NewHomeowner86 | Posted in General Questions on

Hello! I am a new homeowner with a 30 year old oil burning furnace. My husband and I are looking to replace the old furnace with a more energy efficient system using either an all electric heat pump or some kind of hybrid between fuel and electricity. We live in the Metro West Boston, Massachusetts area and recognize that we’ll need to better insulate our home in addition to replacing the HVAC at some point in the near future.

I would love to remove oil entirely from our home, if possible. We use an induction stovetop and do not have any gas lines in our town that are available to tap into. Based on a few HVAC technicians that have come to our home, it seems like the possibilities are endless, which is a bit overwhelming.

1) We could keep the old furnace but add an electric heat pump that works for temps above freezing; the issue is that the furnace could still go in the next few years and the furnace seems to do a poor job of blowing hot air through our ductwork already.

2) We buy a new oil furnace and electric heat pump, the new oil furnace would be more efficient, we would use it on below freezing days and it would improve the flow rate through the ducts.

3) We go all electric, using a high efficiency heat pump through our ducted system, and remove our oil tank and furnace entirely. The issue here is that it could get extremely expensive to heat our home in the winter (although we do have some of the lowest electric rates in the state) and the upfront costs are pretty large.

4) We remove the oil tank and oil furnace and put in a hybrid propane/ electric heat pump system. The thinking being that propane is better than oil, at least, even if it’s still a fossil fuel.

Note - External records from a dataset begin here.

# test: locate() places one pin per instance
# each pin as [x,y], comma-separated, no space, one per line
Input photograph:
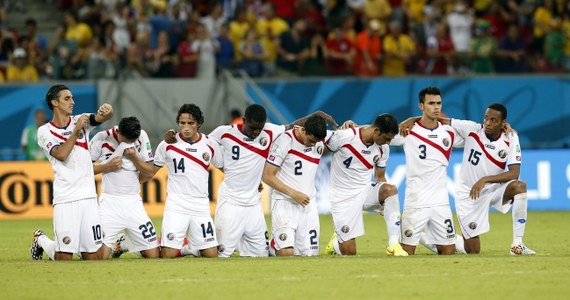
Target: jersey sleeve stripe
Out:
[445,153]
[493,160]
[304,156]
[263,153]
[192,158]
[359,156]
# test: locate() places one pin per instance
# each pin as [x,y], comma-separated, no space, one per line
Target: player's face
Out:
[383,138]
[188,127]
[252,129]
[431,106]
[309,140]
[493,122]
[65,102]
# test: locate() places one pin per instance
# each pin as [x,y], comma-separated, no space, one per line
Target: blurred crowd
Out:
[276,38]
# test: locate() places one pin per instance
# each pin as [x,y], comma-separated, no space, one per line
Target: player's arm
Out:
[62,151]
[512,174]
[104,113]
[301,121]
[270,178]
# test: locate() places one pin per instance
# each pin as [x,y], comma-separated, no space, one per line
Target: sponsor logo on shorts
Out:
[263,141]
[503,153]
[206,156]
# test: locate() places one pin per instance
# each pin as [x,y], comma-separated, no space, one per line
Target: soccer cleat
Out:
[330,247]
[36,250]
[521,249]
[118,250]
[396,250]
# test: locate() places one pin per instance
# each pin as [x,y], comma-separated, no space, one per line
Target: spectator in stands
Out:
[214,21]
[187,59]
[292,49]
[206,47]
[29,139]
[340,53]
[21,71]
[269,28]
[253,54]
[460,21]
[440,52]
[224,57]
[78,31]
[483,48]
[369,50]
[511,52]
[399,50]
[554,46]
[164,57]
[64,55]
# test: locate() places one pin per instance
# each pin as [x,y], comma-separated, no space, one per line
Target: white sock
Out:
[392,218]
[520,202]
[428,244]
[48,246]
[460,244]
[336,246]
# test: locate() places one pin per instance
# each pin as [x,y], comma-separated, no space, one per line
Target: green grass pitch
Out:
[493,274]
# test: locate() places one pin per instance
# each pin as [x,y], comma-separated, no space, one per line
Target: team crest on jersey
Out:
[206,156]
[263,141]
[503,153]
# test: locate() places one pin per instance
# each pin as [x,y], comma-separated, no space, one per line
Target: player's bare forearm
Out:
[104,113]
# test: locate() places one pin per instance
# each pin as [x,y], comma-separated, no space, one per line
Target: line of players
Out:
[285,157]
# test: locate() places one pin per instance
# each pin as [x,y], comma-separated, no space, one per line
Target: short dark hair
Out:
[429,90]
[255,113]
[53,93]
[130,128]
[193,110]
[316,126]
[500,108]
[386,123]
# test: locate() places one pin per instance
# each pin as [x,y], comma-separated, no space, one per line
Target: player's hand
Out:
[130,153]
[81,123]
[105,110]
[301,198]
[348,124]
[327,118]
[170,136]
[114,164]
[406,126]
[476,189]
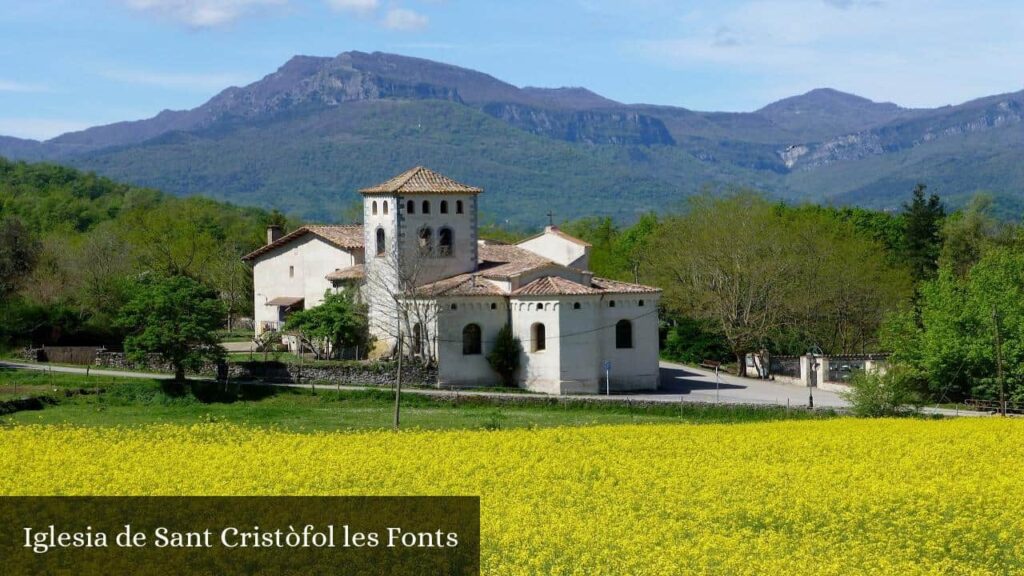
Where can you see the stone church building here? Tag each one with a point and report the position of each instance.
(428, 280)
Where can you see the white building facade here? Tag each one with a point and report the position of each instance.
(433, 286)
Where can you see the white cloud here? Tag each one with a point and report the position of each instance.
(202, 13)
(39, 128)
(13, 86)
(904, 52)
(361, 7)
(186, 81)
(404, 19)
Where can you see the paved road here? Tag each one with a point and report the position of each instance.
(679, 383)
(693, 384)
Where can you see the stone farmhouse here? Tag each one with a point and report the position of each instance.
(428, 280)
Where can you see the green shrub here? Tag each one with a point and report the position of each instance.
(883, 394)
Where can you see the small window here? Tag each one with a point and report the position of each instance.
(417, 338)
(538, 337)
(624, 334)
(426, 240)
(471, 344)
(444, 242)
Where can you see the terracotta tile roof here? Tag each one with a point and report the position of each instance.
(555, 231)
(356, 272)
(462, 285)
(552, 286)
(504, 260)
(347, 237)
(421, 180)
(615, 287)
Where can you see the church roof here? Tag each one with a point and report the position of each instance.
(356, 272)
(347, 237)
(555, 231)
(421, 180)
(462, 285)
(553, 285)
(501, 261)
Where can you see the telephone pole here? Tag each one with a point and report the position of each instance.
(998, 363)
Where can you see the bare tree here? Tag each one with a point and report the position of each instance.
(400, 310)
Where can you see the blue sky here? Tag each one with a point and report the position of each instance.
(72, 64)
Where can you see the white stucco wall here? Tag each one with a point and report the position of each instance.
(310, 259)
(458, 369)
(463, 227)
(539, 371)
(634, 368)
(558, 249)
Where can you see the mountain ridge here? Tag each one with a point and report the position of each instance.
(327, 113)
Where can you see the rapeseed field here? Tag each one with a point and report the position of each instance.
(844, 496)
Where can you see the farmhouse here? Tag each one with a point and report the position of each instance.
(431, 285)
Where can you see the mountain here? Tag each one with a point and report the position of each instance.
(823, 113)
(304, 137)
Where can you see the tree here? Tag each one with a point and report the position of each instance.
(728, 261)
(963, 326)
(504, 357)
(762, 275)
(883, 394)
(922, 240)
(175, 318)
(18, 253)
(335, 324)
(969, 233)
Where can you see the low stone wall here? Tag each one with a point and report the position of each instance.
(355, 373)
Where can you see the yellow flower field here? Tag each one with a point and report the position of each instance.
(811, 497)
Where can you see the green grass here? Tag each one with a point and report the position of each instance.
(138, 402)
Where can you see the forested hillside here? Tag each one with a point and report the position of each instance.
(306, 136)
(75, 243)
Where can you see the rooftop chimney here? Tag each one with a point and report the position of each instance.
(273, 234)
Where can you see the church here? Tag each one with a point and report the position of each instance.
(432, 286)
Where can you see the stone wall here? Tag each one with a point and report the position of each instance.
(354, 373)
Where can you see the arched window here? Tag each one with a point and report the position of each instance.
(417, 338)
(426, 240)
(538, 337)
(444, 242)
(471, 340)
(624, 334)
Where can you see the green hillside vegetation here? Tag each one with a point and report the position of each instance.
(312, 163)
(92, 238)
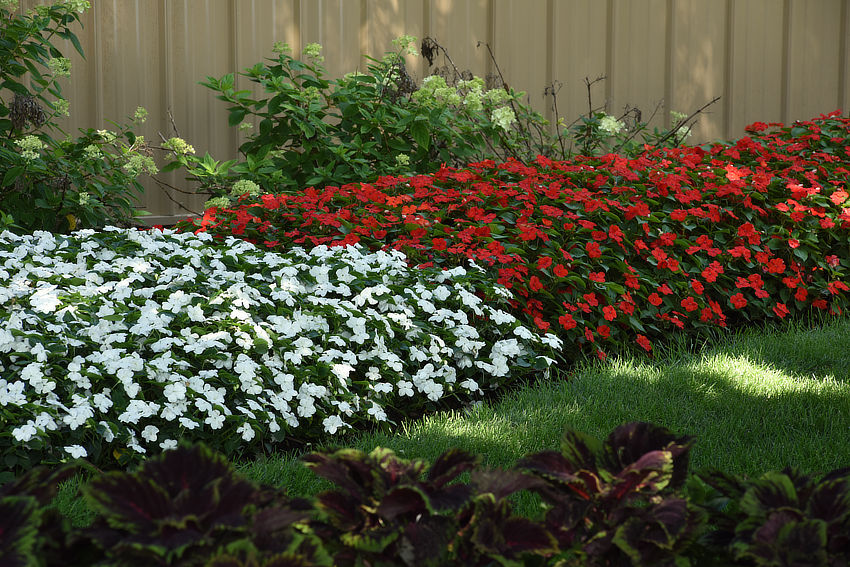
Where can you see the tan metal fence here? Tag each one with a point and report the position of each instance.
(769, 60)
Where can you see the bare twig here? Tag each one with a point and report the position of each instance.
(684, 121)
(162, 186)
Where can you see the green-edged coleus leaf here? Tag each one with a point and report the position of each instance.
(628, 443)
(489, 534)
(19, 519)
(787, 539)
(772, 517)
(183, 498)
(656, 534)
(386, 507)
(41, 484)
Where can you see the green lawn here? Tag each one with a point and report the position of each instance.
(757, 400)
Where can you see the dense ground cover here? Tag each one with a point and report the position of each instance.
(153, 337)
(770, 247)
(608, 251)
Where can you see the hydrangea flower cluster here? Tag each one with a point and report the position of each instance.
(131, 340)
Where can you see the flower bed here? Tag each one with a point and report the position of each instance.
(608, 251)
(121, 342)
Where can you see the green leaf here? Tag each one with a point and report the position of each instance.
(419, 131)
(236, 116)
(12, 174)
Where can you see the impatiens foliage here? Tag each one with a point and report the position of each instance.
(608, 251)
(614, 502)
(121, 342)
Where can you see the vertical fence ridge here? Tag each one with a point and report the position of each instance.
(611, 42)
(728, 68)
(843, 71)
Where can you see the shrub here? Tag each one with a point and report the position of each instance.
(318, 132)
(48, 183)
(610, 251)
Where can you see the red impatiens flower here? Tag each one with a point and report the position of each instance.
(776, 266)
(544, 262)
(781, 310)
(627, 307)
(561, 270)
(567, 322)
(697, 286)
(665, 289)
(591, 299)
(834, 287)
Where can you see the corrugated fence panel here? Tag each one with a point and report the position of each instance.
(814, 62)
(580, 51)
(459, 27)
(771, 60)
(638, 71)
(756, 84)
(697, 59)
(521, 43)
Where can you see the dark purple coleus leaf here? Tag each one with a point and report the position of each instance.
(786, 539)
(186, 498)
(489, 531)
(630, 442)
(41, 484)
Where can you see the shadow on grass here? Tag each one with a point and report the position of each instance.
(756, 403)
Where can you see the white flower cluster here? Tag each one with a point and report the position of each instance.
(141, 338)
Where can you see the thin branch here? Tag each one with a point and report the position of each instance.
(682, 122)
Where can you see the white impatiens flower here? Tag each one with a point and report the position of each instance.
(333, 423)
(610, 125)
(193, 337)
(25, 432)
(76, 451)
(246, 431)
(45, 299)
(149, 433)
(215, 419)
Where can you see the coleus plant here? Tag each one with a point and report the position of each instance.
(615, 502)
(186, 504)
(781, 518)
(607, 251)
(27, 526)
(386, 512)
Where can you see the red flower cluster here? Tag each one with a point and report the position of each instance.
(608, 249)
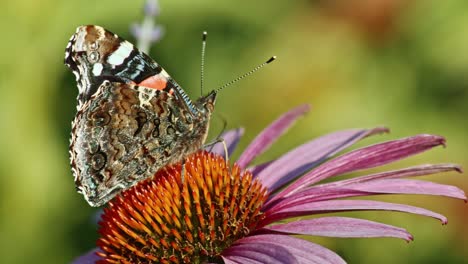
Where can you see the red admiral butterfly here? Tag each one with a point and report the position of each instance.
(132, 117)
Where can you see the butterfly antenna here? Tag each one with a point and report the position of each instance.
(246, 74)
(202, 73)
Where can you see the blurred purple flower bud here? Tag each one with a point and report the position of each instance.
(151, 8)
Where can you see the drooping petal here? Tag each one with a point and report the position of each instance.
(401, 173)
(231, 139)
(321, 207)
(88, 258)
(270, 134)
(304, 251)
(260, 253)
(364, 158)
(309, 155)
(341, 227)
(405, 186)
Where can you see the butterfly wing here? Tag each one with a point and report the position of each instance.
(95, 54)
(125, 133)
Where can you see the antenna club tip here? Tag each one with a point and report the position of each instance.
(271, 59)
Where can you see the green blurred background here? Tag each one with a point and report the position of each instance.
(360, 63)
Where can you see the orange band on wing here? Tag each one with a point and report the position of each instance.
(154, 82)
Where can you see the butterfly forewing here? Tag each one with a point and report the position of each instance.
(132, 118)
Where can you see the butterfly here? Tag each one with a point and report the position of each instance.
(132, 118)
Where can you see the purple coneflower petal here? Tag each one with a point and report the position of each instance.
(341, 227)
(415, 171)
(303, 250)
(321, 207)
(364, 158)
(309, 155)
(231, 139)
(270, 134)
(88, 258)
(405, 186)
(260, 253)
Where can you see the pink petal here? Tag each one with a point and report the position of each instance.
(341, 227)
(406, 172)
(231, 139)
(88, 258)
(405, 186)
(259, 252)
(304, 251)
(310, 208)
(309, 155)
(368, 157)
(270, 134)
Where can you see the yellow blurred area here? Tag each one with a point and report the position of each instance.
(359, 63)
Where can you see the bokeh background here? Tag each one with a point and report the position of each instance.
(359, 63)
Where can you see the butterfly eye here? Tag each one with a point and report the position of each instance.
(93, 57)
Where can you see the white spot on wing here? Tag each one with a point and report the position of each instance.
(122, 52)
(97, 69)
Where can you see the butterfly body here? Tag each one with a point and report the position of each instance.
(132, 117)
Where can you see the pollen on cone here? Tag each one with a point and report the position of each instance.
(169, 220)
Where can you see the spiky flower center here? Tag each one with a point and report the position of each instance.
(170, 219)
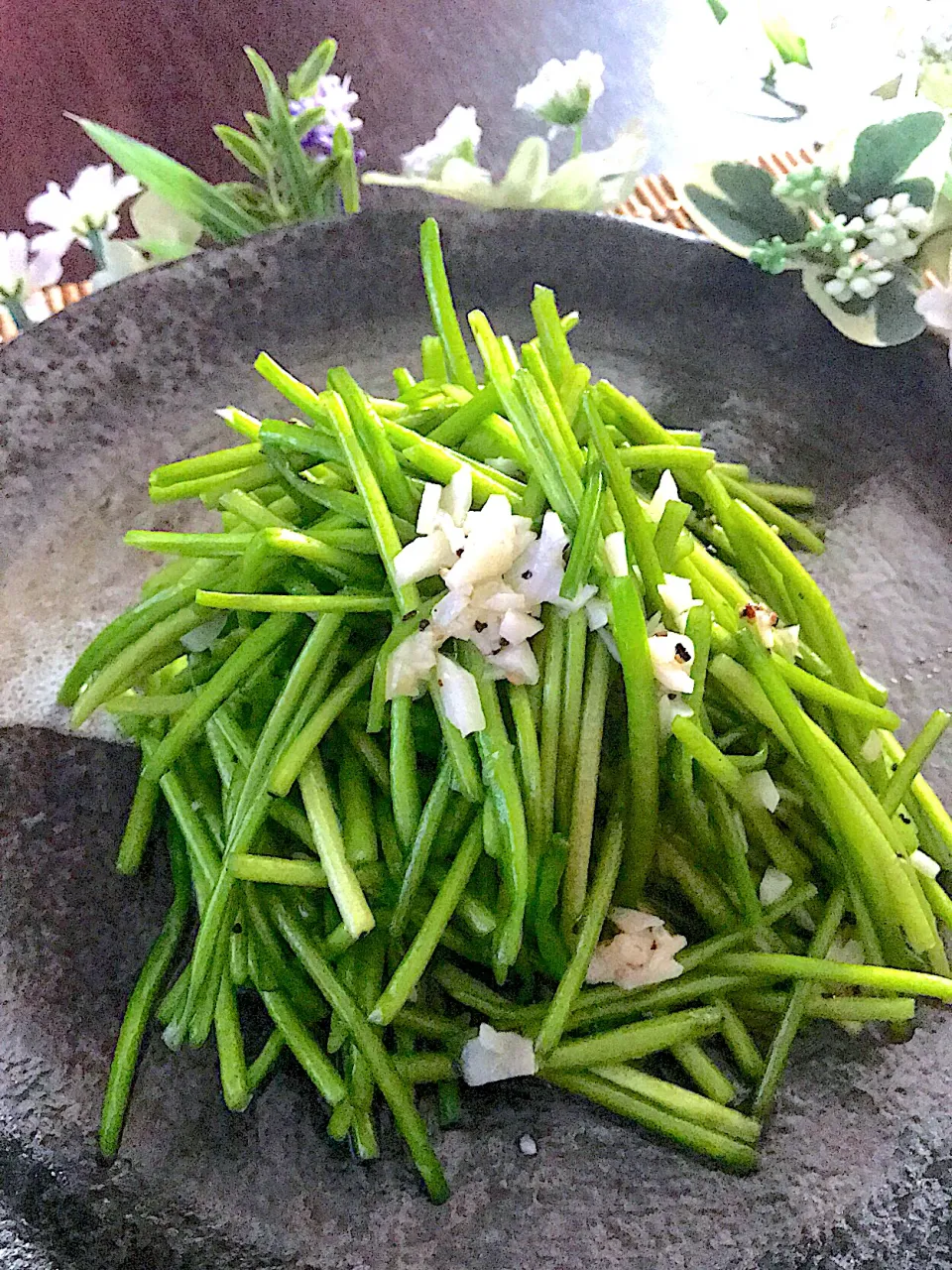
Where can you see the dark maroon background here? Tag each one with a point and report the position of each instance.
(167, 70)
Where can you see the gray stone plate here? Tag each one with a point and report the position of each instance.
(857, 1166)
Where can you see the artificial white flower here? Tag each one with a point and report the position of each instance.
(456, 137)
(562, 93)
(27, 267)
(934, 307)
(87, 207)
(643, 952)
(121, 261)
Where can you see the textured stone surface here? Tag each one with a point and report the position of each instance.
(857, 1170)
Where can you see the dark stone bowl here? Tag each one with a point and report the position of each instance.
(857, 1165)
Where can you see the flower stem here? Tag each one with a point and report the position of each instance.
(96, 245)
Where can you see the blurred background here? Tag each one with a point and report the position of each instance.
(167, 70)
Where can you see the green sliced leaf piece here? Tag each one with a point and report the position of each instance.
(217, 213)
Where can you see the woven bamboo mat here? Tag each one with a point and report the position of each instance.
(654, 198)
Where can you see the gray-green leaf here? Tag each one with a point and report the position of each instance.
(734, 203)
(245, 149)
(303, 80)
(179, 186)
(884, 154)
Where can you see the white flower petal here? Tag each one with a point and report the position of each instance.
(456, 137)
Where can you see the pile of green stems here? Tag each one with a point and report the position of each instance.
(359, 884)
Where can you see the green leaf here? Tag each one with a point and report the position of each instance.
(303, 80)
(293, 163)
(733, 202)
(176, 183)
(526, 175)
(261, 127)
(889, 318)
(785, 41)
(245, 149)
(163, 230)
(348, 182)
(307, 119)
(884, 154)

Will an all electric system work well for a home in our region of Massachusetts? Or should we be thinking about one of the hybrid options? We unfortunately do need to do quite a bit of insulation work, especially near doors and windows, as well as our unfinished basement. Regardless of the system we use, I know insulation is a must.

Our home is about 30 years old with a post and beam structure. The basement is poured concrete. We have no attic (!) and will also be replacing the roof soon, although our home gets way too much shade to really consider solar an option.

Thank you!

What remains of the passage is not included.